Bundespatentgericht:
Beschluss vom 26. August 2003
Aktenzeichen: 17 W (pat) 51/01

(BPatG: Beschluss v. 26.08.2003, Az.: 17 W (pat) 51/01)




Zusammenfassung der Gerichtsentscheidung

Das Bundespatentgericht hat in seiner Entscheidung vom 26. August 2003 (17 W (pat) 51/01) die Beschwerde der Anmelderin gegen den Beschluss der Prüfungsstelle für Klasse G06F des Deutschen Patent- und Markenamts vom 13. Februar 2001 aufgehoben und das Patent erteilt. Die Erteilung basiert auf den eingereichten Patentansprüchen 1-4, der Beschreibung der Erfindung und den dazugehörigen Zeichnungen.
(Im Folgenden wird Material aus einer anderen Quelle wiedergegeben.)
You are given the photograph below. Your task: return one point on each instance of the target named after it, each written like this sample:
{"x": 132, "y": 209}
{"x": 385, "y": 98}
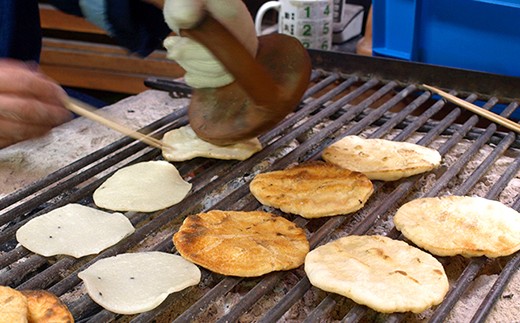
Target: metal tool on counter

Die Anmeldung bezieht sich auf ein Verfahren zur Sicherung des Programmablaufs beim Aufruf von Unterprogrammen, insbesondere für die Verwendung von Chipkarten. Das Verfahren stellt sicher, dass die übermittelten Parameter bei der Übergabe nicht verändert wurden, indem das aufrufende Programm eine Checksumme bildet und diese in einem Speicher ablegt. Das aufgerufene Programm bildet ebenfalls eine Checksumme und vergleicht sie mit der vorherigen Checksumme. Bei Ungleichheit wird das Programm abgebrochen oder eine Fehlermeldung ausgegeben.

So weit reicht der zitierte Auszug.